JAKARTA – Sekretaris Tim Kampanye Nasional (TKN) Joko Widodo-Ma'ruf Amin, Hasto Kristiyanto, mengatakan upaya yang dilakukan Tim Prabowo-Sandi dengan melakukan gugatan atas deklarasi para kepala daerah pendukung Jokowi-Ma'ruf Amin merupakan hal sia-sia. Gugatan tersebut, kata dia, malah menumbuhkan militansi para kepala daerah untuk head to head langsung dengan Prabowo-Sandi.
"Tim Prabowo-Sandi makin panik dan menerapkan strategi gugat kepala daerah yang terbukti malah menjadi bumerang, menjadi arus balik yang memperkuat Jokowi," kata Hasto dalam keterangan yang diterima Okezone, Jumat (15/2/2019).
(Baca juga: TKN Jokowi-Ma'ruf Persilakan BPN Prabowo Garap Jateng dan Jatim)
Ia mengatakan, para kepala daerah pendukung Jokowi akan makin militan. "Seluruh kepala daerah pendukung Pak Jokowi memiliki pengalaman konkret bagaimana kepemimpinan Pak Jokowi sangat responsif terhadap aspirasi daerah. Jadi ketika kepala daerah pendukung Paslon 01 ditekan, semakin mantap bagi mereka untuk bergerak memenangkan Pak Jokowi."
Hasto bahkan balik menantang kubu Prabowo-Sandi untuk berani menampilan kepala daerahnya. Silakan menyebutkan kepala daerahnya yang berprestasi dan mau memberi dukungan.

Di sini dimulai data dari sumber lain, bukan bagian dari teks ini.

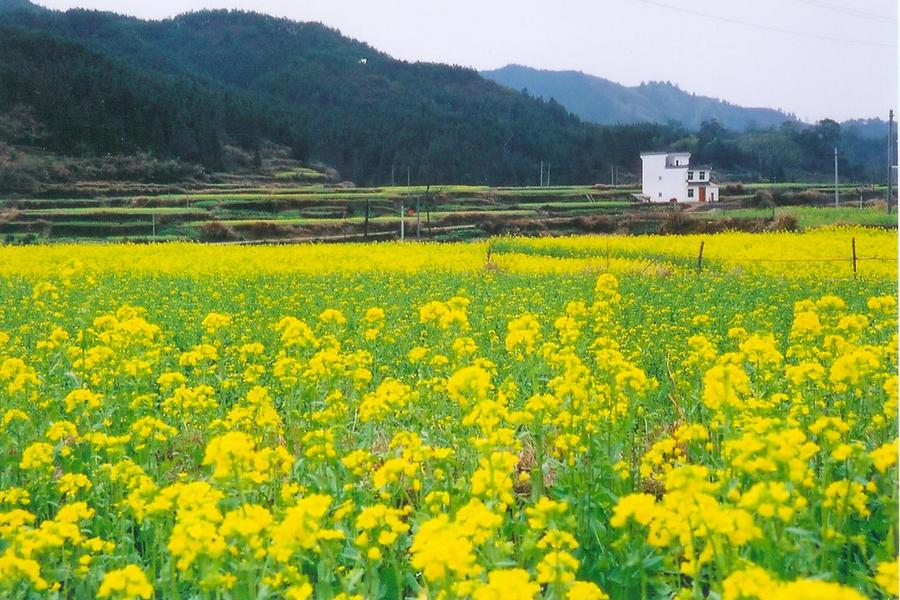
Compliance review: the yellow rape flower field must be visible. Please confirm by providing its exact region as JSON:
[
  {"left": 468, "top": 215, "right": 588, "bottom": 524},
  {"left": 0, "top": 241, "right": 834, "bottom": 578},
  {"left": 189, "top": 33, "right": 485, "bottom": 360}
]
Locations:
[{"left": 0, "top": 229, "right": 898, "bottom": 600}]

"Gerindra dan PKS silakan lakukan deklarasi yang sama. Sebut mana kepala daerahnya yang berprestasi? Mana kepala daerahnya yang benar-benar kader asli Gerindra dan PKS yang menunjukkan kualifikasi kepemimpinan sebagaimana ditunjukkan oleh Ganjar Pranowo, Tri Risma Harini, Abdullah Azwar Anas, Ridwan Kamil, Hasto Wardoyo, Prof Nurdin Abdullah, dan lain-lain. Mayoritas kepala daerah dukung Jokowi karena alasan rasional, yakni prestasi Jokowi dan hubungan sinergis yang berkemajuan antara pusat dan daerah. Semua karena prestasi."
(Baca juga: Sebut Harga Beras Indonesia Tertinggi di Dunia, TKN: Prabowo Sudah Gelap Mata)
Hasto mengatakan, jadi jangan hanya karena tidak punya kepala daerah yang hebat, lalu melakukan pelaporan tanpa bukti-bukti. "Seluruh Tim Hukum, Tim Kampanye Jokowi-KH Ma'ruf Amin, akan memberikan dukungan advokasi maksimal kepada para kepala daerah yang digugat kubu Prabowo," katanya.